The VIX options pits were very active last week as traders are loading up for a 3%-5% pullback in the market over the next month, or by mid-February. There are a number of ways to trade the VIX and I often profile trades when the time feels right. Premiums on VIX call and put options can be somewhat expensive but rightly so because of the direct hit or profit they make on unusual and highly volatile trading sessions.
The “crowd” has been focusing on the action in the iPath S&P 500 VIX Futures (VXX, 20.71, down 0.83) despite shares continuing to set fresh 52-week lows. The major moving averages are still in a major downtrend with risk to the high teens on continued weakness. Fresh support is at 20.50-20. Resistance is at 21.50-22.
Traders were buying the VXX February 25 calls (VXX170217C00025000, $0.40, down $0.25) and the VXX February 30 calls (VXX170217C00030000, $0.17, down $0.11) throughout last week. The losses in both aforementioned call options were pushing 40% on Friday alone as hype of a selloff was just around the corner played like a broken record.
We have been mentioning the current trading range could last into February and why we have stayed away from buying “protection”. While the slick talking pros say you need it as buying VXX call options protects your portfolio, it’s like buying insurance when playing blackjack. When we play 21, we have to feel the environment and how our stack is going before wasting money on insurance.

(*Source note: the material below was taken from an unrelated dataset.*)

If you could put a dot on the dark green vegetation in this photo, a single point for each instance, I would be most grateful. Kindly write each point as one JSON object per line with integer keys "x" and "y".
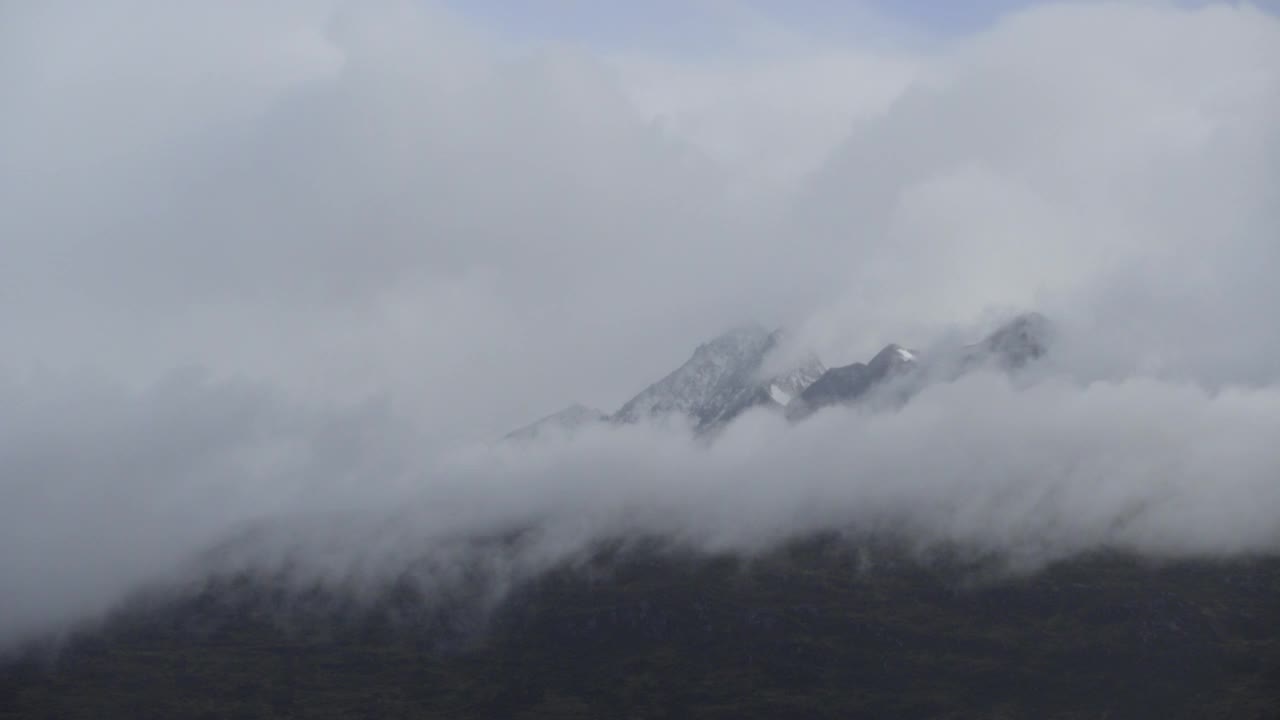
{"x": 818, "y": 629}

I also don’t like paying for insurance because timing the VIX can also lead to a triple-digit return with the right options. Given the technical setup and the chance for the low high teens to come into play, perhaps put options are the way to go. Remember, if I feel the market is going to sink, I sometimes buy put options on the indexes.
The VIX is different in a way that we are buying put options on hopes of a higher market. The will cause the VXX to continue its slide along with the VIX that I have said has the chance to test 10 and possibly single-digits.
There are weekly and regular monthly call and put options that trade on the VXX but the monthly provide more liquidity with tighter bid/ask prices. The VXX February 20 puts (VXX170217P00020000, $0.81, up $0.18) jumped nearly 30% on Friday after opening at 69 cents. If VXX trades down to 18 by mid-February, these put options will easily double as they will be at least $2 in-the-money. Over 4,000 contracts traded on Friday.
The VXX March 19 puts (VXX170317P00019000, $1.02, up $0.14) gained over 15% on Friday after opening at 92 cents. If VXX trades below 17 by mid-March, these put options will double as they would also be at least $2 in-the-money. This will also give the trade an additional month to play out and they are roughly two months away from expiration.